Comedy spills from every corner of the show, often acting as decompression points between plot twists. Rice has often incorporated music into her productions, and North by Northwest is no exception. A tender duet between Thornhill (played by Ewan Wardrop) and a police officer is a high point, as is a particularly tense moment in an elevator when everyone bursts into a rendition of ‘Get Happy’. These moments are where the production is at its best — when it steps outside the story and leans into Rice’s whimsy.
One pivotal decision does not coalesce quite as well. The introduction of a narrator called the Professor (played by Katy Owens) can be too tongue-in-cheek for its own good. The goal of the character, presumably, is to make sure the audience is paying attention to and understanding the complex plot, but given that the film and the play have enough wit and pizazz to keep you entertained even if the plot evades you in some scenes, it can feel laboured and even a bit patronising, veering dangerously into panto territory.
In an interview with Far Out, Rice talked about how, when adapting Ernest Lehman’s script, the greatest unexpected treasure trove was the stage directions. “They are laugh-out-loud funny and really beautifully written,” she said, “And I found a way of weaving them in through a narrative voice that I feel is really true to the film but actually gives a really unique piece to the theatre.” It seems likely, then, that the Professor’s lines are drawn largely from these stage directions, which leads to what will probably be a dividing point for audiences. Ultimately, this is an adaptation of Lehman’s script rather than Hitchcock’s film. If you arrive at the theatre without the burden of reverence for the movie, you may well find every creative choice here, including the Professor’s narration, to be spot-on.
There are a few key deviations from the original script that land with varying degrees of success. Creating backstories for the characters, particularly regarding where they were during the war, adds depth to the story. 1959 was barely a decade after the end of the world-splitting conflict, and everyone carried baggage from it in some way. The ending, which I will not spoil, does not work as well. It brings a note of unexpected sincerity to the proceedings, undercutting the delightful sense of fun that lightens the rest of the evening.
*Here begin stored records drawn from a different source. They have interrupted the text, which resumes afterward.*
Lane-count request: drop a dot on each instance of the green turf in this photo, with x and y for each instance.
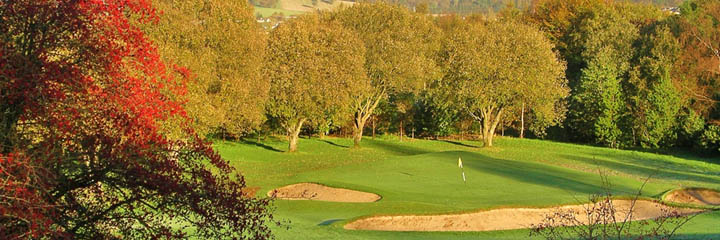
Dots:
(422, 177)
(266, 12)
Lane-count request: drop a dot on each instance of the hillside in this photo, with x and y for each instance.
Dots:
(295, 7)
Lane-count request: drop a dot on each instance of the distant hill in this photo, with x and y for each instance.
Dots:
(295, 7)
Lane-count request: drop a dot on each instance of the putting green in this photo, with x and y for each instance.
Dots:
(422, 177)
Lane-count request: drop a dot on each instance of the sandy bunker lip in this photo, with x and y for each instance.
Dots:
(312, 191)
(501, 219)
(696, 196)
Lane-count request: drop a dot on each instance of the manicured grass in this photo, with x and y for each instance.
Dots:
(422, 177)
(266, 12)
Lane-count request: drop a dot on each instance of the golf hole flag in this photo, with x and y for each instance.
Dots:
(461, 168)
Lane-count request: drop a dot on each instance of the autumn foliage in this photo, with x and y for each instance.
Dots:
(82, 96)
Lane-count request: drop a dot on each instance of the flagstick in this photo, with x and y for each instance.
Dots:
(463, 170)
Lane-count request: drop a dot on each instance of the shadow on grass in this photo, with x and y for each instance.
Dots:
(261, 145)
(460, 144)
(395, 148)
(659, 171)
(332, 143)
(536, 173)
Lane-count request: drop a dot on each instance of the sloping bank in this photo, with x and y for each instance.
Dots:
(507, 218)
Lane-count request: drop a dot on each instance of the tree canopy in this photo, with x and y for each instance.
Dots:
(399, 56)
(497, 66)
(222, 45)
(315, 68)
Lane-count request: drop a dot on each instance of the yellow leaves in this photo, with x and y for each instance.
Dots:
(222, 45)
(313, 66)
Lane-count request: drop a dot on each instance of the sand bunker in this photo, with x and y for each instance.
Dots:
(501, 219)
(312, 191)
(694, 196)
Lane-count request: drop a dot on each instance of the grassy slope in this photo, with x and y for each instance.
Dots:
(266, 12)
(422, 177)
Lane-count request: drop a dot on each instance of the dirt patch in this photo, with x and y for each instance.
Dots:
(501, 219)
(312, 191)
(694, 196)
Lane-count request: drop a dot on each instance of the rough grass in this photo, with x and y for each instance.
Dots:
(422, 177)
(266, 12)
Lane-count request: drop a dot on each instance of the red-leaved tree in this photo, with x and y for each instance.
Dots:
(82, 95)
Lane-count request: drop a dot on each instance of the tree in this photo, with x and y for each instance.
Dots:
(220, 42)
(654, 101)
(313, 66)
(82, 96)
(598, 103)
(399, 56)
(697, 72)
(498, 66)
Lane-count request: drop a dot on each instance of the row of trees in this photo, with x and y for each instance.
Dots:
(615, 74)
(639, 76)
(84, 154)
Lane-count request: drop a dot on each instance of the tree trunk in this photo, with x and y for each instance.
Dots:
(293, 135)
(362, 114)
(522, 122)
(357, 131)
(402, 132)
(489, 123)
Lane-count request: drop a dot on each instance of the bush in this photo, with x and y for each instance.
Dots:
(710, 140)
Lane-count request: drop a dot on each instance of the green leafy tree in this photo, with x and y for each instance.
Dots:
(654, 101)
(313, 66)
(498, 66)
(606, 39)
(399, 57)
(220, 42)
(697, 71)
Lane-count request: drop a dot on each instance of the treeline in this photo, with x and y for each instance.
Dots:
(621, 75)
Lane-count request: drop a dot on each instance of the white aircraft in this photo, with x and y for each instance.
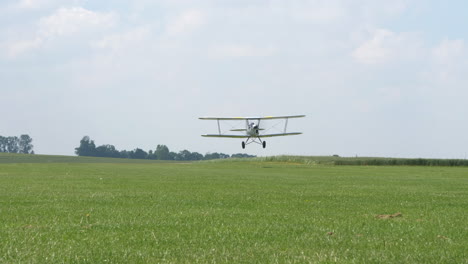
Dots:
(253, 132)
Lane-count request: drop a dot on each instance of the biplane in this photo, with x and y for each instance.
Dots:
(253, 128)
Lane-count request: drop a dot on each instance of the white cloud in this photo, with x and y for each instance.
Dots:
(448, 51)
(186, 22)
(69, 21)
(242, 51)
(384, 46)
(64, 22)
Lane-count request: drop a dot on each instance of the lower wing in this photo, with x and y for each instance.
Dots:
(280, 134)
(244, 136)
(228, 136)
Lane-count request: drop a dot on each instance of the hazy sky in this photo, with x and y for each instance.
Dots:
(375, 78)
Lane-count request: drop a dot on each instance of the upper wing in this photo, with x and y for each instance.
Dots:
(250, 118)
(281, 134)
(228, 136)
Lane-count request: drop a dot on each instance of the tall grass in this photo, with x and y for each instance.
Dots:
(231, 212)
(365, 161)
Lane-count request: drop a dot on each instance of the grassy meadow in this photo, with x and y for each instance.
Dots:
(75, 210)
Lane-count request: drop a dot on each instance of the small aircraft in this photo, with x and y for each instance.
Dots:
(252, 131)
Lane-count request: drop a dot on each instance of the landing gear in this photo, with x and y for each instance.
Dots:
(253, 140)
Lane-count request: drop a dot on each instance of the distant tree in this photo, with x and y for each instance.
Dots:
(196, 156)
(107, 151)
(139, 154)
(162, 153)
(86, 148)
(25, 145)
(3, 145)
(151, 155)
(242, 155)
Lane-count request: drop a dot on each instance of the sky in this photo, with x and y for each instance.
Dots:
(373, 77)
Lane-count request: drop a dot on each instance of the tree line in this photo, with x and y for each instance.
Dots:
(88, 148)
(22, 144)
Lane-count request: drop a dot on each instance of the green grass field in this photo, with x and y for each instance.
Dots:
(70, 210)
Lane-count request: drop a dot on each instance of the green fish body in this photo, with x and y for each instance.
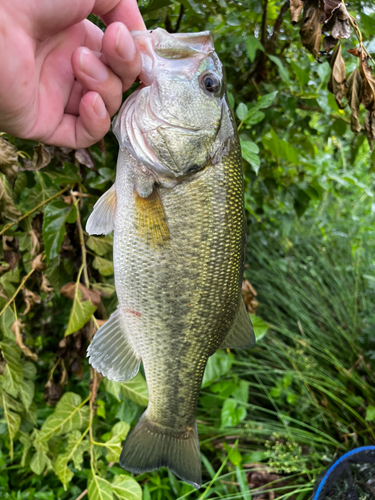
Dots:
(179, 239)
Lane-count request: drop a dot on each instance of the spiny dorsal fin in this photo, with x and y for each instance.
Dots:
(111, 352)
(241, 333)
(102, 219)
(150, 218)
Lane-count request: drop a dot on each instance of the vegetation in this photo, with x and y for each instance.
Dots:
(270, 419)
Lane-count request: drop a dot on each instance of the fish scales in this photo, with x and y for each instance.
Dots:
(177, 211)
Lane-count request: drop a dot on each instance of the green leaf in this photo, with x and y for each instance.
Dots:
(39, 462)
(114, 445)
(80, 313)
(126, 488)
(74, 451)
(99, 489)
(68, 416)
(370, 413)
(249, 153)
(27, 390)
(266, 100)
(260, 326)
(232, 413)
(136, 390)
(283, 72)
(104, 266)
(56, 214)
(242, 111)
(100, 246)
(12, 376)
(217, 365)
(252, 45)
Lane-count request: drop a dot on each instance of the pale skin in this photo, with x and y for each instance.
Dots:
(61, 77)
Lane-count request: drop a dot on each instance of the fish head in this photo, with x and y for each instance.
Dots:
(173, 123)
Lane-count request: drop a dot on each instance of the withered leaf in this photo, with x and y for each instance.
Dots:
(69, 289)
(84, 157)
(7, 207)
(370, 127)
(329, 43)
(311, 31)
(339, 24)
(41, 158)
(8, 160)
(368, 97)
(296, 7)
(336, 84)
(30, 298)
(355, 87)
(16, 330)
(330, 7)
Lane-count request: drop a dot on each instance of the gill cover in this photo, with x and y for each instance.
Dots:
(172, 123)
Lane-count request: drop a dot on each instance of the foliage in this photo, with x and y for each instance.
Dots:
(279, 412)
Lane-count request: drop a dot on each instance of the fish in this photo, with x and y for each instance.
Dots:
(177, 212)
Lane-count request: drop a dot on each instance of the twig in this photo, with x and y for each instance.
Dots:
(8, 226)
(24, 279)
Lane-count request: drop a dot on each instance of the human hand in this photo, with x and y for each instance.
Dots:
(61, 77)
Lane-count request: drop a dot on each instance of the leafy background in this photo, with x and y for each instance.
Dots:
(272, 418)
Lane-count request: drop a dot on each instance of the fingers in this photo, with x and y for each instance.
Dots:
(96, 76)
(122, 54)
(125, 11)
(88, 128)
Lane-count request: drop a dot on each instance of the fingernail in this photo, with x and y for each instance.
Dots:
(99, 107)
(91, 65)
(125, 46)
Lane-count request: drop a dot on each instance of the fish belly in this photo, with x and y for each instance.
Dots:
(179, 298)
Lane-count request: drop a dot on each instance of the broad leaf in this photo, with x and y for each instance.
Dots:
(126, 488)
(56, 214)
(67, 417)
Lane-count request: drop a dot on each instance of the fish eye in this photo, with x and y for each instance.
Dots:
(210, 82)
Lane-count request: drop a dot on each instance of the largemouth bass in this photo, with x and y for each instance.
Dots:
(177, 212)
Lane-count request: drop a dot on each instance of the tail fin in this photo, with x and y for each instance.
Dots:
(150, 446)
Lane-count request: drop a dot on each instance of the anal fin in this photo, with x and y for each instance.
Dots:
(241, 333)
(111, 353)
(102, 219)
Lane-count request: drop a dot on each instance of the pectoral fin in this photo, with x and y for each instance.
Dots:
(111, 352)
(241, 334)
(150, 218)
(102, 219)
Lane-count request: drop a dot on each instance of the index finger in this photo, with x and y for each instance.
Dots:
(124, 11)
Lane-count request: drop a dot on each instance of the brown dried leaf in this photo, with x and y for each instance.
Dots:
(296, 7)
(30, 298)
(16, 328)
(38, 263)
(11, 253)
(68, 291)
(8, 160)
(368, 96)
(84, 157)
(46, 286)
(339, 24)
(41, 158)
(7, 207)
(355, 87)
(311, 31)
(370, 127)
(336, 84)
(329, 43)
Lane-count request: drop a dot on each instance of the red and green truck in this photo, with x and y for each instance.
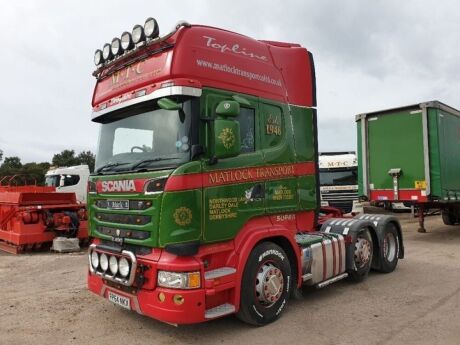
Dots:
(205, 197)
(411, 154)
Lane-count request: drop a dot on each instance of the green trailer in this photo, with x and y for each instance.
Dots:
(411, 154)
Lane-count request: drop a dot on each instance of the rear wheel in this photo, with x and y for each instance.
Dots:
(265, 286)
(362, 256)
(390, 249)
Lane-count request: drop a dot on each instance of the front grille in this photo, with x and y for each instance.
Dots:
(133, 204)
(123, 233)
(123, 218)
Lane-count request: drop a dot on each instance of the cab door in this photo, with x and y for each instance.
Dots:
(232, 192)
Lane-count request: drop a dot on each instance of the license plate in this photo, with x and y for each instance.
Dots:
(119, 300)
(118, 204)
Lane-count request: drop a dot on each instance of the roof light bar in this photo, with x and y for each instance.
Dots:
(151, 28)
(138, 34)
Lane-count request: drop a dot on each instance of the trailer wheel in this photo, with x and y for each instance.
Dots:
(265, 286)
(362, 256)
(390, 249)
(448, 217)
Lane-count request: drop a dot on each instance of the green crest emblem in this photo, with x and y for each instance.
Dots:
(227, 137)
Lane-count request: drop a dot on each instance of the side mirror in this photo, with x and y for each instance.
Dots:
(227, 141)
(228, 109)
(168, 104)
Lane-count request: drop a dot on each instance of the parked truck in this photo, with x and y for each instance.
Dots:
(205, 197)
(411, 154)
(338, 175)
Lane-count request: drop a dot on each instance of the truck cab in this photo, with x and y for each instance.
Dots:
(205, 197)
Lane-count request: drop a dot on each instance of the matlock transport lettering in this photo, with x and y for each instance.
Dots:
(249, 174)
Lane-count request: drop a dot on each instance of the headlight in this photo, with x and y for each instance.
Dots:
(104, 260)
(94, 260)
(123, 267)
(107, 51)
(151, 29)
(179, 280)
(138, 34)
(126, 41)
(116, 47)
(113, 264)
(98, 57)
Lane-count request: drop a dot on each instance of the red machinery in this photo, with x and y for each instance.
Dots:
(32, 216)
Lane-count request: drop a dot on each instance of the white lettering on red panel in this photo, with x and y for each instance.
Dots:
(235, 48)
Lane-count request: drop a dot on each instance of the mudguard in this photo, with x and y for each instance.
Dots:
(348, 227)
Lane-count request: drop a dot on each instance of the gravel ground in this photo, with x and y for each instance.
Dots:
(43, 300)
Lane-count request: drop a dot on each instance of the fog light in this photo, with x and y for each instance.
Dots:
(94, 260)
(178, 299)
(104, 260)
(113, 264)
(123, 267)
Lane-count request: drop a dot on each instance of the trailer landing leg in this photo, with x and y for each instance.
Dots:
(421, 218)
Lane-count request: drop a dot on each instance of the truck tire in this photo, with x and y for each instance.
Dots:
(390, 249)
(363, 252)
(448, 217)
(266, 285)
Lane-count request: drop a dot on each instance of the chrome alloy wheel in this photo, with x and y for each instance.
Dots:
(269, 284)
(363, 252)
(389, 246)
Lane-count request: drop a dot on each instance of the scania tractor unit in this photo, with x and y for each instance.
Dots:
(205, 197)
(338, 175)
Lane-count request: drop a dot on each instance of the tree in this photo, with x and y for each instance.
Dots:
(65, 159)
(88, 158)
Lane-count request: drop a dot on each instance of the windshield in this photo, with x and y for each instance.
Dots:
(146, 140)
(52, 180)
(338, 177)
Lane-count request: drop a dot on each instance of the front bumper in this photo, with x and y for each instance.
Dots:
(189, 308)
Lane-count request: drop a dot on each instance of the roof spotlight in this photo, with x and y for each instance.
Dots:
(98, 59)
(126, 41)
(116, 47)
(151, 28)
(138, 34)
(107, 52)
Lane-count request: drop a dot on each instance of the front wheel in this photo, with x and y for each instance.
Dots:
(362, 256)
(265, 286)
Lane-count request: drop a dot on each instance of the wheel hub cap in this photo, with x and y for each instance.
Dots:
(362, 252)
(269, 284)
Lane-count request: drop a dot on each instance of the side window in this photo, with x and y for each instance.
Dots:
(71, 180)
(247, 129)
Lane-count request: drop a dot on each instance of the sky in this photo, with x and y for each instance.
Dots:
(369, 55)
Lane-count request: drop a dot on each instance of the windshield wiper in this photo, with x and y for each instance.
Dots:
(109, 165)
(151, 160)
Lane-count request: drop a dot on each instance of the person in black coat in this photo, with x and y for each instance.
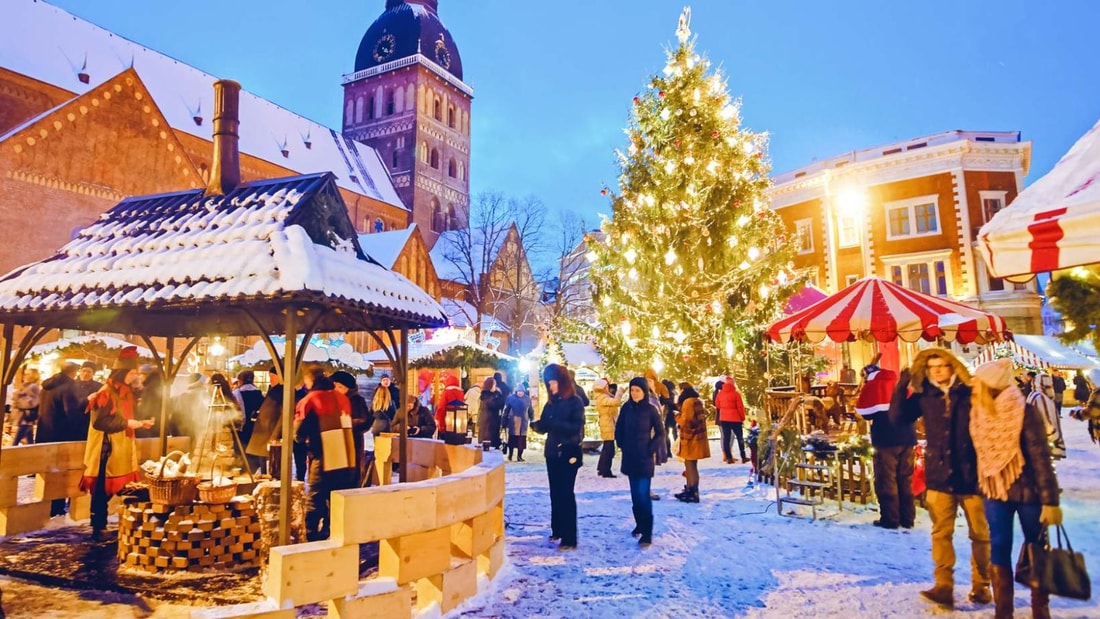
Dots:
(61, 412)
(640, 437)
(562, 421)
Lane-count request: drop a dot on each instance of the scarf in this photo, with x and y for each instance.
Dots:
(996, 424)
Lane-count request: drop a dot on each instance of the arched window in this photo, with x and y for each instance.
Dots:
(438, 223)
(452, 218)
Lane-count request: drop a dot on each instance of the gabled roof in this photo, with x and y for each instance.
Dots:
(184, 263)
(48, 44)
(457, 242)
(386, 246)
(462, 314)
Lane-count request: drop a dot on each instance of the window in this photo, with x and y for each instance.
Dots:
(991, 203)
(805, 230)
(438, 224)
(916, 217)
(927, 276)
(848, 230)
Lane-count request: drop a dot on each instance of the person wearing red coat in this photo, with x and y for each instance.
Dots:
(730, 419)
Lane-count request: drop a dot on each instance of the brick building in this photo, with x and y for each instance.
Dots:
(406, 99)
(910, 212)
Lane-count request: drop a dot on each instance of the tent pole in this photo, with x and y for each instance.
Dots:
(402, 373)
(289, 372)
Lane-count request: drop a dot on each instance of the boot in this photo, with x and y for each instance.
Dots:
(943, 595)
(1041, 605)
(1002, 592)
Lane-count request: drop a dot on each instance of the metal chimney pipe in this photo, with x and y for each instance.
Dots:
(226, 172)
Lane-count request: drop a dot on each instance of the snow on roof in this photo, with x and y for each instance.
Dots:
(266, 239)
(106, 341)
(48, 44)
(386, 246)
(449, 256)
(462, 314)
(426, 350)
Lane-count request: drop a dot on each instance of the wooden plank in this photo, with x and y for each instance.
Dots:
(311, 573)
(416, 555)
(367, 515)
(23, 518)
(449, 588)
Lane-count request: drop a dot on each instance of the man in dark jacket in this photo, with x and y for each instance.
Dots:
(938, 390)
(61, 412)
(893, 446)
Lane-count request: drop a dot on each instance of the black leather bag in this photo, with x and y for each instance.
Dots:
(1064, 572)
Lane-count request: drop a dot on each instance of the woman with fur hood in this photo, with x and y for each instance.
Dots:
(562, 421)
(1014, 475)
(694, 445)
(640, 434)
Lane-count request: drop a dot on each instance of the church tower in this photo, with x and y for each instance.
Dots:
(407, 100)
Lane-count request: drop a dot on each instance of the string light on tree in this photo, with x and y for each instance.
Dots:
(692, 183)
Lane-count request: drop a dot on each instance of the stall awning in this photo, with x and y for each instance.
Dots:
(1041, 351)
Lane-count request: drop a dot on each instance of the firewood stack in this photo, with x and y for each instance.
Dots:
(193, 538)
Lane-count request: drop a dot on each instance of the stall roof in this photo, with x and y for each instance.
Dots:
(184, 263)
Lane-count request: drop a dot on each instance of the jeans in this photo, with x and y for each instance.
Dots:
(642, 505)
(893, 484)
(562, 476)
(730, 430)
(943, 508)
(606, 453)
(999, 514)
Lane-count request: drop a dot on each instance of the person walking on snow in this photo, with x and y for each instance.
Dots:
(937, 389)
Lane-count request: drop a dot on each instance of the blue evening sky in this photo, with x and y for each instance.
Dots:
(553, 79)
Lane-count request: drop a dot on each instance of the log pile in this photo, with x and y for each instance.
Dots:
(194, 538)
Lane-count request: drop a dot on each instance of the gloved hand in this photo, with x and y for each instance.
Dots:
(1051, 516)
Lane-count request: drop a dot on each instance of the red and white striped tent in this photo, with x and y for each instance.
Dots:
(875, 309)
(1053, 223)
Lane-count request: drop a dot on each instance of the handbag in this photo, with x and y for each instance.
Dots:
(1064, 573)
(1029, 564)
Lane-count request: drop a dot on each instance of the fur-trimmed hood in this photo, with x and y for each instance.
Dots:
(917, 371)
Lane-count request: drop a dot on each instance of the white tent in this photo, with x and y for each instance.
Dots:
(1052, 224)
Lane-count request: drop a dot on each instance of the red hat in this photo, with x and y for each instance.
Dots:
(128, 358)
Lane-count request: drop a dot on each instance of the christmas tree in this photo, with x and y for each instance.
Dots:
(693, 263)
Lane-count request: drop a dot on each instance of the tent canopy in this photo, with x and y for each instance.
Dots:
(1051, 224)
(876, 309)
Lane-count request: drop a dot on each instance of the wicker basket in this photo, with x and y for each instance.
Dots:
(209, 493)
(171, 490)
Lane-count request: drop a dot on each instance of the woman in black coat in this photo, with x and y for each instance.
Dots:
(640, 435)
(562, 421)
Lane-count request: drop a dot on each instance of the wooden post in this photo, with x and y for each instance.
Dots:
(289, 374)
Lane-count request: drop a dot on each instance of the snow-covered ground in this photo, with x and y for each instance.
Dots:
(729, 555)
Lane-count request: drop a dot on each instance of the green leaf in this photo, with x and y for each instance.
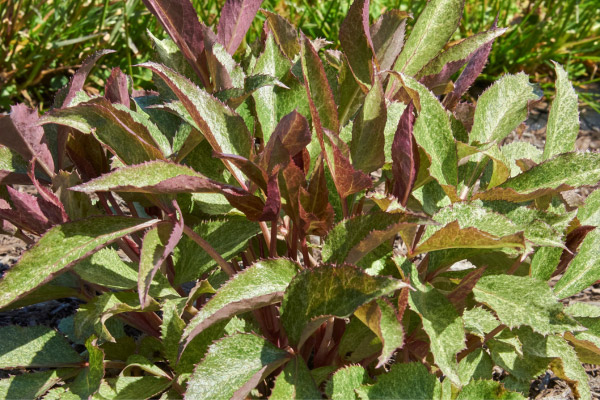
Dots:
(487, 390)
(589, 213)
(228, 237)
(522, 300)
(222, 127)
(233, 366)
(368, 140)
(409, 381)
(96, 312)
(563, 172)
(563, 121)
(344, 381)
(315, 295)
(295, 382)
(381, 317)
(352, 238)
(544, 262)
(433, 133)
(433, 29)
(476, 365)
(60, 248)
(584, 268)
(35, 346)
(261, 284)
(31, 385)
(88, 381)
(441, 322)
(106, 268)
(501, 108)
(128, 139)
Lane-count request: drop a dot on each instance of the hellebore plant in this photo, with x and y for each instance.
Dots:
(285, 220)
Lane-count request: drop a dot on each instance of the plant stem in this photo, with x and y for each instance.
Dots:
(209, 249)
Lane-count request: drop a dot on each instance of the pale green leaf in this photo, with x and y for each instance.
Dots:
(344, 381)
(513, 300)
(584, 269)
(433, 29)
(261, 284)
(35, 346)
(228, 237)
(563, 121)
(411, 381)
(233, 366)
(441, 322)
(316, 294)
(60, 248)
(433, 133)
(501, 108)
(487, 390)
(589, 213)
(295, 382)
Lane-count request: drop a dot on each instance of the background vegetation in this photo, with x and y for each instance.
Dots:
(43, 41)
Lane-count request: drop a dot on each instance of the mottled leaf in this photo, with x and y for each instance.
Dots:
(233, 366)
(441, 322)
(259, 285)
(512, 300)
(563, 121)
(501, 108)
(60, 248)
(35, 346)
(317, 294)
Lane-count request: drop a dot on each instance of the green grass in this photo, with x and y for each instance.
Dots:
(46, 40)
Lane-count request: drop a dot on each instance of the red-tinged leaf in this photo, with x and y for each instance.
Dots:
(169, 238)
(452, 236)
(222, 127)
(355, 39)
(469, 74)
(179, 19)
(78, 80)
(465, 287)
(21, 133)
(116, 89)
(236, 18)
(316, 213)
(388, 37)
(285, 34)
(294, 135)
(405, 156)
(273, 203)
(129, 140)
(250, 169)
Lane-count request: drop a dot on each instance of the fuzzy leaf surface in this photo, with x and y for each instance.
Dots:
(408, 381)
(60, 248)
(563, 120)
(317, 294)
(259, 285)
(584, 268)
(442, 324)
(233, 366)
(35, 346)
(511, 297)
(501, 108)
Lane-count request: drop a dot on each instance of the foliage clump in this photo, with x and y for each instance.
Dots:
(289, 222)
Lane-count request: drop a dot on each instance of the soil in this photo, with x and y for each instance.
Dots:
(545, 387)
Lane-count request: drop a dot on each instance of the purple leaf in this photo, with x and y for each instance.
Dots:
(20, 132)
(236, 18)
(405, 156)
(116, 89)
(355, 38)
(179, 19)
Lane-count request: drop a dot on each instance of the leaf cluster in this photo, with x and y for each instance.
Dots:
(299, 222)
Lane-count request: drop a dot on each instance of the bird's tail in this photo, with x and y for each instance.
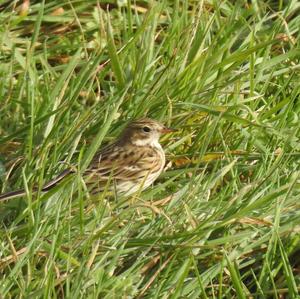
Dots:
(12, 194)
(48, 186)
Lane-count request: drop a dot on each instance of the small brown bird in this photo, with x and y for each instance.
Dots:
(132, 163)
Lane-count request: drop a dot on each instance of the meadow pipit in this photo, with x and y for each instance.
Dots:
(133, 162)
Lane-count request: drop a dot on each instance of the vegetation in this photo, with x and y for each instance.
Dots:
(223, 220)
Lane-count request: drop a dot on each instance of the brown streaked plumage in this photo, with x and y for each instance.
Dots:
(132, 163)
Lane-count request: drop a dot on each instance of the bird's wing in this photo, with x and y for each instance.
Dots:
(122, 164)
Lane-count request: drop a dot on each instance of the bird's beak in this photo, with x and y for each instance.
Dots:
(166, 130)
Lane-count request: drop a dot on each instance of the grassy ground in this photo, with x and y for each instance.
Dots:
(223, 221)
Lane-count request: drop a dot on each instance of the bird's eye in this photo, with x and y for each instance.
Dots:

As far as the performances go, Rice has kept the cast to a tidy ensemble of six who take on various roles throughout the production. As Thornhill, Wardrop is a charming everyman who fits more into the mould of Jack Lemmon than Cary Grant. As Kendall, Patrycja Kujawska is more age-appropriate than Eva Marie Saint, but there is little chemistry between the leads, which makes the central tension over Eve’s true allegiances far less engaging.
As a whole, the stakes do feel secondary. If the film is a stylish thriller, Rice’s stage adaptation skips right over caper and into farce. There is little suspense to be had but plenty of witty one-liners, comedic musical numbers, and sight gags. Where your preferences lie on this genre spectrum is likely to determine your sentiments when you leave the theatre.
North by Northwest is playing at the York Theatre Royal through April 5th, touring through June 22nd.